Bake at 425 degrees until they are lightly browned, about 20-25 minutes. Brush with the melted butter.

Turn the biscuits out onto a plate, then flip again so they're right-side up on another plate. Cut along the seams to separate the biscuits before serving - they don't really pull apart.

*The original recipe calls for 1/4 cup of sugar, but I didn't want them that sweet, so cut back a bit.

About the book: I've cooked a number of recipes from this book, including Fried Eggs with Wine Vinegar, Potato Scallion Cakes, Spiced Red Wine, Caesar Salad Dressing, Chickpea Stew with Saffron, Yogurt, and Garlic, Pasta with Yogurt and Caramelized Onions, Broccoli Cooked Forever, and Gratin of Zucchini, Rice & Onions with Cheese.

Out of all of those, the only one I might not make again is the Chickpea Stew. Or, more accurately, I might make it again, but unlike other recipes that I might tweak a little, I might tweak that one a lot.

Although I like chickpeas, I didn't like them in the soup. But I might make the broth again with something like carrots. Someone else might love it as-is. It wasn't bad in any sense, it just wasn't my taste.

The Fried Eggs with Wine Vinegar tasted really good, and I might add a splash of vinegar to eggs next time I fry them. As the recipe said, the vinegar cuts the richness of the yolks. My only small quibble with the recipe was that the red of the wine vinegar wasn't hugely appealing. Next time, I might use a white wine vinegar, or perhaps just ass a splash of balsamic. But that's not really a critique of the recipe itself. Just a personal quirk.

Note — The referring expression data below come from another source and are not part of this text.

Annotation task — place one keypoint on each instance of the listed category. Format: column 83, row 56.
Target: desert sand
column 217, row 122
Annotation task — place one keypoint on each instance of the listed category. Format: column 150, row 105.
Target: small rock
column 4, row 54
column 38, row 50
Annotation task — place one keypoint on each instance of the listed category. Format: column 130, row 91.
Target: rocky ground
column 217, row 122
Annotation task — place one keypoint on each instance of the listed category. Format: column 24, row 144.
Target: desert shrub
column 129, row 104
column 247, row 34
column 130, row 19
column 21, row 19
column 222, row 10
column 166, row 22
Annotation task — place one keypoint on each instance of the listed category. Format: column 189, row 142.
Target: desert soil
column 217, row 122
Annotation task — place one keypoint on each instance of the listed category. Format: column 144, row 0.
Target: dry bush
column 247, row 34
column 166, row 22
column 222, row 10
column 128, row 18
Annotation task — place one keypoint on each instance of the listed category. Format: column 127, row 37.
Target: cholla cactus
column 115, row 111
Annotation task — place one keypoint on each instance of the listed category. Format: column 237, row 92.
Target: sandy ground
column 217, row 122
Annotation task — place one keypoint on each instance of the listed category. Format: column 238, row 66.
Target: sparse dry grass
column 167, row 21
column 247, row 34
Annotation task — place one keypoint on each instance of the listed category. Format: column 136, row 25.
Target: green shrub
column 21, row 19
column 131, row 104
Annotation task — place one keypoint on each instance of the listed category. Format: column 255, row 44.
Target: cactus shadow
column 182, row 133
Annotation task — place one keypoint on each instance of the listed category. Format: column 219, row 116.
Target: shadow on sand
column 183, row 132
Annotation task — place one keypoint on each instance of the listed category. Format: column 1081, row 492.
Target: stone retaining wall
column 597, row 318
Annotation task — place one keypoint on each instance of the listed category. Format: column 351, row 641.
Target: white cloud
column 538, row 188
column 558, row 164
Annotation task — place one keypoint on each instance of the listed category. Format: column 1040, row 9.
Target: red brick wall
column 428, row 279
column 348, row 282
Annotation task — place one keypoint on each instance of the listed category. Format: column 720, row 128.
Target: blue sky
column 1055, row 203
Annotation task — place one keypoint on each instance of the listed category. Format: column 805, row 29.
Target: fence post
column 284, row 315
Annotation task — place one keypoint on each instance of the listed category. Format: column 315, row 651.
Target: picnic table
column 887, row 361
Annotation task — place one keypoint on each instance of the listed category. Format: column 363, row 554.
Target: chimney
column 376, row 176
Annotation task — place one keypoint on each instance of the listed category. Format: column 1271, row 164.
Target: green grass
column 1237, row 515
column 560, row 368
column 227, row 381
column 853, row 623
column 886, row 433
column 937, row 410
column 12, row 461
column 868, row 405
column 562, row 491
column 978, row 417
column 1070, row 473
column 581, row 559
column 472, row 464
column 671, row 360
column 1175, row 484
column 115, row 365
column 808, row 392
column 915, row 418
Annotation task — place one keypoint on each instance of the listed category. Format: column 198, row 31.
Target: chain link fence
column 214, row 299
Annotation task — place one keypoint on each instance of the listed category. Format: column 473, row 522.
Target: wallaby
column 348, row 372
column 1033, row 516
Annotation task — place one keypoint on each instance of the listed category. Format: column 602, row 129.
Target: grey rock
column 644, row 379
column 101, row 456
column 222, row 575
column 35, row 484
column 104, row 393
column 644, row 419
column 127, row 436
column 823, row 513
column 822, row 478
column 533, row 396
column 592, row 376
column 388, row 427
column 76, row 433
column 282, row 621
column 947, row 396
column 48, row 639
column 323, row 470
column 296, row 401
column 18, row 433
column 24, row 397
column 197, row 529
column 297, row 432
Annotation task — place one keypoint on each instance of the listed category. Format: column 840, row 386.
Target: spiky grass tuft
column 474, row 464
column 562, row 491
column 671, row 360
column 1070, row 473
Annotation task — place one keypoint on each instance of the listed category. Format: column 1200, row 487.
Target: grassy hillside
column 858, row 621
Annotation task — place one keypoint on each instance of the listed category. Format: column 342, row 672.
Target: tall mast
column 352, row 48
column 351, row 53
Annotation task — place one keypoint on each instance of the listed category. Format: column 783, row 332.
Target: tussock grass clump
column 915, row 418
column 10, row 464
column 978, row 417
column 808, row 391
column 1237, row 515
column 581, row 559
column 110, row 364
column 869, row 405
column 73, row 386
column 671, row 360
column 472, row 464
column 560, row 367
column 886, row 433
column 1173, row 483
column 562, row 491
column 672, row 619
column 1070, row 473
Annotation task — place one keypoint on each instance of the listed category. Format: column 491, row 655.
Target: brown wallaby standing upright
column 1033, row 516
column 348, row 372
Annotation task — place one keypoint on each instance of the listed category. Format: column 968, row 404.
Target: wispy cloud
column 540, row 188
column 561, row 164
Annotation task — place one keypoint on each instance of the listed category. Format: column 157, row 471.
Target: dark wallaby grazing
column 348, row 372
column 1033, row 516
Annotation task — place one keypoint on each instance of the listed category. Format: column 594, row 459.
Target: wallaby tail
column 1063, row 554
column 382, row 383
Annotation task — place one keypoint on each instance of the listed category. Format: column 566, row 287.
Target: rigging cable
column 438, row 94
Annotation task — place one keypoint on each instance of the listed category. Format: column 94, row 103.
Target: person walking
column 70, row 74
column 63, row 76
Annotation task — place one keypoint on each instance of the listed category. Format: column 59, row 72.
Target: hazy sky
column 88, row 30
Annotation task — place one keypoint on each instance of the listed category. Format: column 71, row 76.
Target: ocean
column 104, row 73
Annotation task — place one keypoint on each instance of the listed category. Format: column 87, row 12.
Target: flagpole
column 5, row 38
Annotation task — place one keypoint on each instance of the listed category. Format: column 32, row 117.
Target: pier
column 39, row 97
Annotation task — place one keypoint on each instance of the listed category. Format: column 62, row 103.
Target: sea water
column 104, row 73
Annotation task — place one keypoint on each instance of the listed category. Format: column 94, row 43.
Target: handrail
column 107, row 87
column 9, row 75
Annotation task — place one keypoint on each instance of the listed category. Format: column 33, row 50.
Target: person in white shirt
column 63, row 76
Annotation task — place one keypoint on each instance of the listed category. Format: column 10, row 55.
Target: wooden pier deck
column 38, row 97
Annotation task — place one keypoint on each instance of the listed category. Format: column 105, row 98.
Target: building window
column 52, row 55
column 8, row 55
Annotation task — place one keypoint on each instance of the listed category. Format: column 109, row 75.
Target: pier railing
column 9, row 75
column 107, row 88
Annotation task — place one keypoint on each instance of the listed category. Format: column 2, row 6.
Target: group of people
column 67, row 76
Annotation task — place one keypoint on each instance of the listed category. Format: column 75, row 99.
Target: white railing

But hey, don't we all tweak recipes when we make them. The difference about the recipes in this book is that they really are different from other recipes of their sort. I don't think I've ever seen a recipe that suggested putting vinegar on eggs, and for sure I've never seen a biscuit dough as wet as this. The Broccoli Cooked Forever was also way different from usual.

And then there are recipes we're probably familiar with, like Marcella Hazan's tomato sauce and Jim Lahey's no-knead bread. We know them now, but they were certainly unique with the first showed up.

What I'm trying to say is that pretty much every recipe was a winner, and I've got more recipes that I want to make in the book. The book is a real winner.